これまでに厚労省は病床把握システムの改修などで数十億円の予算を計上した。さらに22年度予算の概算要求で機能拡充のため23億円を盛り込んだ。同省幹部は「医療現場は懸命にがんばっている。空き病床の入力は病院側の善意を信じるしかない」と、見直しに動く気配はない。

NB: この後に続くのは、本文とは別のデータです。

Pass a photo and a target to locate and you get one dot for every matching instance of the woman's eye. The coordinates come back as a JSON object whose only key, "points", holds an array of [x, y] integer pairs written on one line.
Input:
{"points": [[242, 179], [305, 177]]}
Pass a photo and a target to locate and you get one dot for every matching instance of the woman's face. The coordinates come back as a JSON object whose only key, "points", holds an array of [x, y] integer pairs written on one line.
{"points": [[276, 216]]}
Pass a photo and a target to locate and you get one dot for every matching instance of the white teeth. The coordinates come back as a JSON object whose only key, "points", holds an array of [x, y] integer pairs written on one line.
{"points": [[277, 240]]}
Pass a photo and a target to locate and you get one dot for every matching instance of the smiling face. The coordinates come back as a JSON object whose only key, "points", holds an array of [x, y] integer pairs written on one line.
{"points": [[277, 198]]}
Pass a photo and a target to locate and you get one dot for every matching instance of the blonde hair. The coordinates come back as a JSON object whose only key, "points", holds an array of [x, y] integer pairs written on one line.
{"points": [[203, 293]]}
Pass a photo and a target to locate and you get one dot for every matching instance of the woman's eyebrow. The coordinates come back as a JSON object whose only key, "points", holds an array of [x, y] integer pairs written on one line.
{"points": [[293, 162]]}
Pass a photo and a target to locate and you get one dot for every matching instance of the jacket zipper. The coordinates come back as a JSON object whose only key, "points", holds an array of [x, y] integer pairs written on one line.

現場の善意頼みのシステムが既に壁にぶつかっているのは明白だ。いったん動き始めると軌道修正できない硬直的な行政の限界も露呈している。

(社会保障エディター 前村聡)

 

情報融通、医療の基盤に

海外は病床の状況を効率的に集約し、入院調整に生かす取り組みが広がる。リアルタイムで情報を融通できる体制が医療の基盤になっている。
アルゼンチンの首都ブエノスアイレスは4月、新たなベッド管理システムを導入した。現地報道によると公立だけでなく民間の病院にも1日に最大4回、空き病床の数や人工呼吸器の使用状況などの報告を義務づけた。ベッド占有率が高い状態が続く場合、緊急性のない手術などは中断するか延期するよう指示する。

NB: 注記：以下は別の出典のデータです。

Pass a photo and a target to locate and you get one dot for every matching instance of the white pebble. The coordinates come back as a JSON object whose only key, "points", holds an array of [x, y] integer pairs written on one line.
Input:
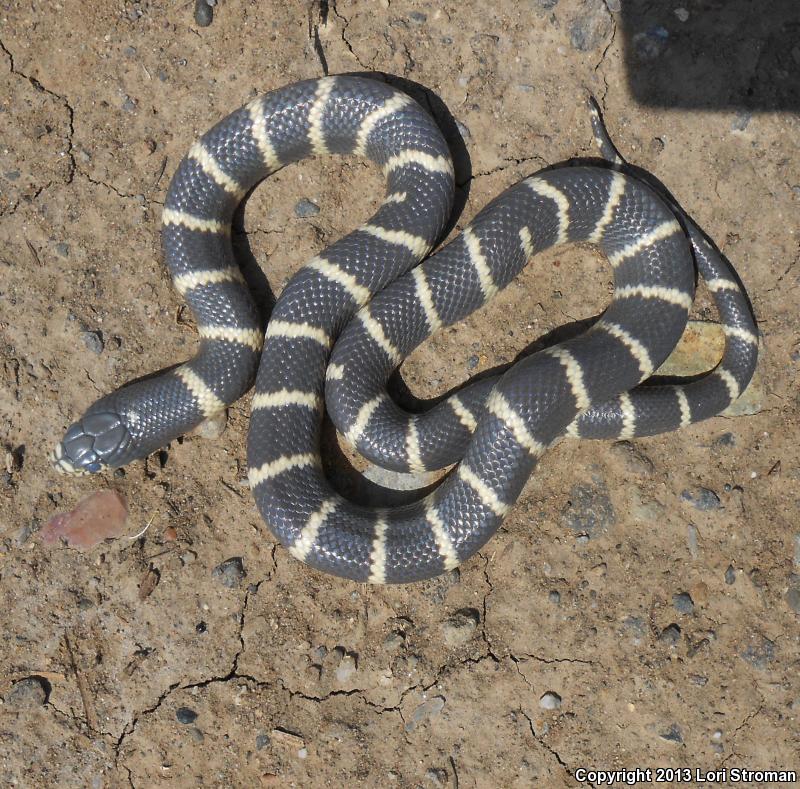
{"points": [[550, 701]]}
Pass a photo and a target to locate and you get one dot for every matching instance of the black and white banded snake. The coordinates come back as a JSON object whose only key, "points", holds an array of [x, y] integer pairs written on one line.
{"points": [[367, 290]]}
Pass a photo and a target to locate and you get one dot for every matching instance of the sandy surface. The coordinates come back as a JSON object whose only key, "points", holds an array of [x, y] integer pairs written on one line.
{"points": [[567, 643]]}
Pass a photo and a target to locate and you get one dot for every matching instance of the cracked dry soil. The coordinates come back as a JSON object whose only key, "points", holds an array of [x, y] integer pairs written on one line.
{"points": [[557, 647]]}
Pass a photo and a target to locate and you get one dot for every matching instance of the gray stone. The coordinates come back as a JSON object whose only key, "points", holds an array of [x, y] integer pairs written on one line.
{"points": [[230, 573], [346, 668], [683, 602], [670, 635], [93, 340], [672, 734], [185, 715], [760, 652], [305, 208], [393, 642], [703, 499], [635, 460], [460, 628], [741, 120], [588, 31], [793, 599], [589, 510], [427, 710], [436, 776], [550, 701], [650, 45], [28, 693]]}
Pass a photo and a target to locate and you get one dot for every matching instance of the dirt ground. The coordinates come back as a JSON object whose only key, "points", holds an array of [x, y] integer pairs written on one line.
{"points": [[639, 606]]}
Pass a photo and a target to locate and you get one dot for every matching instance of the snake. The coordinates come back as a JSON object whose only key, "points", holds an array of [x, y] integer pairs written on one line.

民間病院が中心の米国。8州で計39病院を抱える医療グループ、カイザー・パーマネンテは病床稼働率などをグループ内で共有している。必要な病床を判断し、感染者が急増した際にはコロナ対応病床を最大2倍まで拡充した。救命救急の対応能力も3~4倍に増やした。
公立病院が中心の英国はコロナ患者が占める人工呼吸器用の病床数などを収集している。国民医療制度(NHS)のホームページで日・週・月別で公表し、病床数の調整に役立てる。
スウェーデンもコロナ病床の情報は行政が集約する。感染者数に応じて病床の増減や自治体の枠を超えた患者搬送を調整している。

国内でも地方の一部では、行政のシステムが機能不全に陥るのを尻目に現場発の連携が広がる。福岡県の複数の病院は20年春、病床情報を共有する独自の仕組みをつくった。グーグルのクラウド上の表計算アプリで、病室単位で入院患者の情報を入力する。自動集計で全体の状況を関係者が一覧できるのが特長だ。

「どの病院がどのような患者をどれぐらい受け入れているか」という肝心の情報をほぼリアルタイムに地域で共有する。保健所や県が立ち上げた入院調整本部で実際に活用している。
参加数は約100病院まで増えた。国立病院機構九州医療センターの森田茂樹院長は「全体の状況が分かれば、それぞれの病院が『できることをしよう』と動き、役割分担しやすくなる。現状の情報共有が重要」と説明する。

同様のシステムは愛知県も7月下旬から県病院協会が中心となって導入している。